Piqués par la mauvaise foi de Kruger, les conseillers adoptent le règlement qui aura été une façon originale d’aller chercher l’opinion populaire. Mais ces démarches ne seront pas faciles et le promoteur, de même que le préfet, écrivent aux citoyens de ne pas appuyer leur conseil municipal. Même l’annonce de l’abandon du projet par Kruger, le 16 mars dernier, aura des allures de pression pour faire passer le comité de vigilance et les élus municipaux pour des « méchants », point de vue relayé par certains médias favorables au projet.
De plus, Kruger s’est bien gardé de dévoiler que Nav Canada lui avait refusé – deux mois avant son retrait – les 7 éoliennes de Sainte-Flavie. Le projet avait donc déjà du plomb dans l’aile.
La municipalité de Sainte-Luce a conservé sa ligne directrice : vouloir sonder la volonté des citoyens malgré les pressions du préfet, de la table de concertation de Kruger et des propriétaires terriens désireux d’obtenir des redevances. On pouvait sentir que l’enjeu monétaire en irritait certains qui ne se gênaient pas pour viser « bas » sur certains sites de discussion et dans les assemblées publiques. Le comité de vigilance s’est vu accuser de s’opposer au développement, de faire preuve de nombrilisme et d’étroitesse d’esprit, entre autres, car il était supposément contre l’énergie verte : le lavage vert (greenwashing) frappait fort. On a même assisté à une consultation publique pratiquement bidon à la MRC lorsque le comité d’aménagement, présidé par le préfet, a finalement décidé de ne plus protéger la bande de 5 km le long du fleuve, et ce, malgré la présence d’une quarantaine d’opposants de diverses municipalités. Après vérification, seulement trois mémoires pro-éoliens ont été déposés à cette consultation contre 14 demandant la protection du littoral. Il aurait été pourtant logique de continuer dans la même veine que les MRC voisines, Rimouski-Neigette, Rivière-du-Loup et Kamouraska, qui ont toutes opté pour la protection d’une bande riveraine de 3 à 5 km.
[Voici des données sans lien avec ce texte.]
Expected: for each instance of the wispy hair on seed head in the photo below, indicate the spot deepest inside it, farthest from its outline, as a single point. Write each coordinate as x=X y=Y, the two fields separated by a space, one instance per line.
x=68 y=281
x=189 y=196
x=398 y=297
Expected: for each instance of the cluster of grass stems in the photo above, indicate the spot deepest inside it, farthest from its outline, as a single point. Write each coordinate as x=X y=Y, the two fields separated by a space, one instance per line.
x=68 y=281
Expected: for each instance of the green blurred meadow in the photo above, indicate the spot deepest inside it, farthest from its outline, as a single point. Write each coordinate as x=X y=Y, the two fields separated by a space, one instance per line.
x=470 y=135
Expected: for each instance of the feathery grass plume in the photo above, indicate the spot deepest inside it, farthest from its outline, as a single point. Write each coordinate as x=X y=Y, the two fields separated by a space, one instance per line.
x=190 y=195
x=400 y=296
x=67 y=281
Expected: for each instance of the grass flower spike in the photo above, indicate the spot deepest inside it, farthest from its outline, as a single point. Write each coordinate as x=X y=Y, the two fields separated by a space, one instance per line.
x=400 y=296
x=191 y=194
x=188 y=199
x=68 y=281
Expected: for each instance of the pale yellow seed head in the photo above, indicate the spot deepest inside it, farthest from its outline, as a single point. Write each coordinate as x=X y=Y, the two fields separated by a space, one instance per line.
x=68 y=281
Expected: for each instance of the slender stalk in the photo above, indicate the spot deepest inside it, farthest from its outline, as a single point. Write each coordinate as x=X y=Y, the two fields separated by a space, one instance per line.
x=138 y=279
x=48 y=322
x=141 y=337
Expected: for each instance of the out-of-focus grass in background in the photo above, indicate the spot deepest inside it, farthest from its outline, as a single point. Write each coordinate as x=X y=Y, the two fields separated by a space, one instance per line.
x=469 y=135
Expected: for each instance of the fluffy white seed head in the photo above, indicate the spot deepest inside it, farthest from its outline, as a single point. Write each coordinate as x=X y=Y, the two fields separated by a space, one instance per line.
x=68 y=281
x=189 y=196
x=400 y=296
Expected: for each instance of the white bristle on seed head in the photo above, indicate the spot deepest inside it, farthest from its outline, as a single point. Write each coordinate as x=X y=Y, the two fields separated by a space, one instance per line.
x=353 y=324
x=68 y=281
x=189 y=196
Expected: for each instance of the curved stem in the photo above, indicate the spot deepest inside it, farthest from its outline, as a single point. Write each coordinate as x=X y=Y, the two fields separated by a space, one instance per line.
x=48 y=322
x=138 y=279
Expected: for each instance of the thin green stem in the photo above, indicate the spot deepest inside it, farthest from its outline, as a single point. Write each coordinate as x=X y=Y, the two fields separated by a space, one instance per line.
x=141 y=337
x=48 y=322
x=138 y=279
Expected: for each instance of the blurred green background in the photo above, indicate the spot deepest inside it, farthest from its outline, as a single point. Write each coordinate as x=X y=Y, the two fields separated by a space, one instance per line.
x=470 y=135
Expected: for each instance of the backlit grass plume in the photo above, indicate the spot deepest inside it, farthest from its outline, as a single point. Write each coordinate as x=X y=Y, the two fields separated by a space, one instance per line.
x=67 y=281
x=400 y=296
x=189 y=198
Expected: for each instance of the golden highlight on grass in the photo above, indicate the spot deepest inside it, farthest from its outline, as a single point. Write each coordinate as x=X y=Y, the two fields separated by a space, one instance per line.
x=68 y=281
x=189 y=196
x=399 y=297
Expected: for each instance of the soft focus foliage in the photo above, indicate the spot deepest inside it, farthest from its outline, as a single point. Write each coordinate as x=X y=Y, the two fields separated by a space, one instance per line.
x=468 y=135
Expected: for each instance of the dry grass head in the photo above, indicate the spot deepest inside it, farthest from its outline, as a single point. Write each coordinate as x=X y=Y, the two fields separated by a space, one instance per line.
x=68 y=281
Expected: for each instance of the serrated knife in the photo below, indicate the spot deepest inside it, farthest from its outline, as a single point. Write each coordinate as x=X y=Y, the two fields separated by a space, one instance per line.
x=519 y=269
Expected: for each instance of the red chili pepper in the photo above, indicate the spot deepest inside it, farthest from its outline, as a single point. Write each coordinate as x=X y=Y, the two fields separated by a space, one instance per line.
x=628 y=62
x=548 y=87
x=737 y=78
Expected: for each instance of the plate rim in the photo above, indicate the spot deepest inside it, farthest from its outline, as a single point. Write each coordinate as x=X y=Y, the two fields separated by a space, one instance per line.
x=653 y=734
Autre fait notable, et probablement peu fréquent, le comité de vigilance est devenu, d’opposant en 2007, le groupe qui demandait en 2009 aux citoyens d’appuyer leurs élus municipaux. Pour une fois, un conseil municipal est demeuré non partisan d ‘un projet, et ses membres n’ont pas été en conflit d’intérêts, comme ça s’est vu en Gaspésie.
Après le spectacle désolant des paysages côtiers à l’est de Sainte-Flavie ayant perdu leur côte sauvage et unique avec l’implantation de parcs éoliens visibles de la route panoramique de la Gaspésie, au moins une municipalité aura jugé que son intégrité valait mieux qu’un hypothétique apport économique à court terme. L’avenir, et ses avancements technologiques en matière d’énergie, nous confirmera que nous avons bien fait d’investir dans nos paysages afin de les conserver indemnes pour les générations futures.